If you’re running an ID card program that requires magnetic stripe encoding, it’s important to remember not all mag stripes are the same. There are actually two options to choose from: high-coercivity (HiCo) magnetic stripe cards, and low-coercivity cards. The main difference between these two card technologies involves how difficult it is to encode and erase the information stored on the magnetic stripe. While the amount of data that can be stored on each card type is the same, the level of security and durability is different.
HiCo mag stripes are darker in color than their LoCo counterparts. They’re typically black, while LoCo stripes are brownish in hue. High-coercivity cards are used more prominently than LoCo cards, and are especially ideal for applications requiring higher levels of security and card durability. This is because the data encoded on HiCo mag stripes is less likely to be erased when the card is exposed to an external magnetic field. The cards also stand up better to frequent swiping and everyday use. Examples of high-coercivity magnetic stripes in action include credit and debit cards, access control cards, time and attendance, library cards, and employee ID badges.

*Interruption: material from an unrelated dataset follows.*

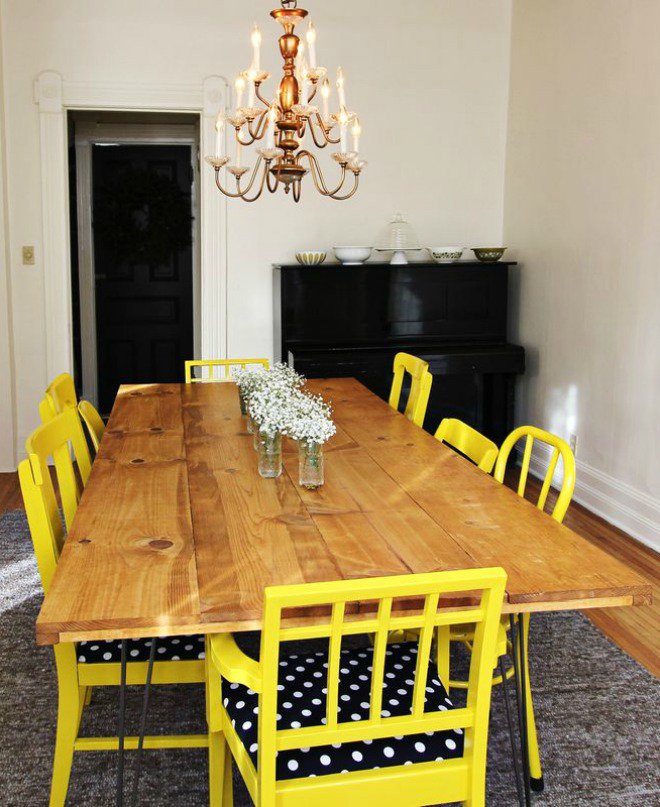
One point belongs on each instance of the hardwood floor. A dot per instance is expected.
(635, 630)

Low-coercivity cards are more common for temporary applications such as gift card programs, passes to theme parks or ski areas, and hotel room card keys. The data on a LoCo mag stripe is encoded at a low intensity magnetic field, which makes these cards better suited for short-term applications. Low-coercivity cards are cheaper than HiCo cards however, so that’s something to keep in mind if you think you could go either way.
Probably the biggest factor when deciding between HiCo and LoCo cards is determining how long the cards will be used. If longevity of card life is a key concern, then certainly high-coercivity cards our the preferred option. For those more temporary application, you could save a little money by going the LoCo route.